Percentage of convicted criminals deported during obama and trump presidencies
Executive summary
Available reporting shows the Obama-era removals were concentrated heavily on noncitizens with criminal convictions — rising from about 69 percent of removals in 2009 to roughly 94 percent by 2016 — while the Trump years featured lower or more variable shares of convicted criminals among removals (for example, 41 percent in 2019), but also involved different priorities and lower annual totals overall [1] [2] [3] [4].
1. What the question really asks and how the sources answer it
The user is asking for the share—or percentage—of deportations that were people with criminal convictions under each presidency; the public sources supplied do not offer a single, consistent administration-wide percentage for every year but they do report clear patterns: Obama’s enforcement increasingly prioritized convicted criminals and produced high shares of removals that were criminal cases, while Trump’s periods show a lower documented share in at least some years and overall fewer annual removals compared with Obama [1] [2] [3] [4].
2. The Obama presidency: large numbers and a high criminal share
Multiple analyses and government data cited in the reporting indicate Obama carried out the largest number of formal removals in recent history and that the administration increasingly focused on people with criminal convictions — sources report percentages moving from about 69 percent of removals classified as criminal in 2009 to roughly 94 percent by 2016, and total formal removals of roughly 3 million over two terms depending on counting methods [1] [5] [6].
3. The Trump presidency: fewer annual removals and a smaller criminal share in some years
Reporting and congressional analysis find that the Trump administration generally deported fewer people per year than Obama and that the proportion of removals that were convicted criminals was lower in at least some reported years—an often-cited datapoint is that 41 percent of removals by order in 2019 were people with criminal convictions — while oversight documents note Trump never deported more than roughly 260,000 people in a single year during his first term and that the administration claimed interior enforcement had a deterrent effect [2] [3] [4].

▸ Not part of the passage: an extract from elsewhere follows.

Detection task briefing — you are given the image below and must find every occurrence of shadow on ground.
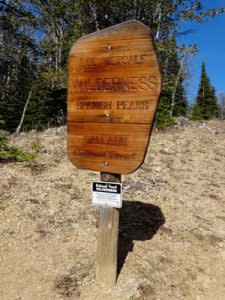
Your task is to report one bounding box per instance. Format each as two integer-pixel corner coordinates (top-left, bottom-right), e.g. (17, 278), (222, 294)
(117, 201), (165, 275)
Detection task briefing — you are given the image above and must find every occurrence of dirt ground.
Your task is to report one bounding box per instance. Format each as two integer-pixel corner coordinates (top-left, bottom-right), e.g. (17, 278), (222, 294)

4. Reconciling counts, categories and agendas — why simple percentages are tricky
Comparing “percentage of convicted criminals deported” across presidencies is complicated because sources use different denominators (formal removals vs. returns or expulsions), different definitions of “convicted” or “criminal,” and count interior removals versus border returns differently; fact-check and academic pieces underscore that Obama’s shift from border returns to formal interior removals raised both the number and the criminal share of recorded removals, whereas Trump emphasized broader priorities and rhetoric that did not uniformly translate into higher annual removal totals [6] [7] [8] [4].
5. Alternative readings and implicit agendas in the reporting
Different outlets frame the data to suit narratives: defenders of Obama highlight that a very large fraction of his removals were criminal convictions [1] [5], critics stress the overall scale of deportations regardless of criminality [6], and Trump allies emphasize criminal removals and tough rhetoric even as independent analyses show fewer annual removals and a lower convicted share in certain years [9] [3] [2]. Some coverage mining single-year figures (like 2019) can suggest a different pattern than multi-year averages, so context matters [2] [1].

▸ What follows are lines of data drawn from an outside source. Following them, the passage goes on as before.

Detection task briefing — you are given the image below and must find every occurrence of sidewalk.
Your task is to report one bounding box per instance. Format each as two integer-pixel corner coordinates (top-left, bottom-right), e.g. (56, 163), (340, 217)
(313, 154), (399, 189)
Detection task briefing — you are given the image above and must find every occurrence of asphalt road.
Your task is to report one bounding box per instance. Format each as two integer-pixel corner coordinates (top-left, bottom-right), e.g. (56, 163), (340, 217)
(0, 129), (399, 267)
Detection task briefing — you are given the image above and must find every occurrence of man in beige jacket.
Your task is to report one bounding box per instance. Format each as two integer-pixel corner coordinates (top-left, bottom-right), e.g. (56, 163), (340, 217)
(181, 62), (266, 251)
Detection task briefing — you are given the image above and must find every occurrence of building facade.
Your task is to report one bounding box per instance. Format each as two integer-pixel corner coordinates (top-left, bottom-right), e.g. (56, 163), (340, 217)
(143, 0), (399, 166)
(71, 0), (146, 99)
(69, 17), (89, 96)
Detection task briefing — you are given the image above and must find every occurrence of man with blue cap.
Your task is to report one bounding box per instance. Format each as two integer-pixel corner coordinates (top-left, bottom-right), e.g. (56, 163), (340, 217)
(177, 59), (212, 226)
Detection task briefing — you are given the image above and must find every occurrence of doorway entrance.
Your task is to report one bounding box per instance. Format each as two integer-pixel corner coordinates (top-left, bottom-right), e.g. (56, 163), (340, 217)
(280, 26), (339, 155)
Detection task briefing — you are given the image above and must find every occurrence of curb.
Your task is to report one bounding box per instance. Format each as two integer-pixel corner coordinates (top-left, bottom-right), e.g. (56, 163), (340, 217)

6. Bottom line with documented figures and limits
Using only the supplied reporting: Obama’s administration concentrated removals among convicted criminals and reported a criminal-share rising from ~69% to ~94% across his terms, with roughly 3 million formal removals over two terms in some tallies; the Trump administration deported fewer people annually than Obama and shows a lower documented criminal-share in at least some years (for example, 41% in 2019), but no single uniformly comparable administration-wide percentage for all Trump years is presented in these sources [1] [5] [6] [2] [3] [4].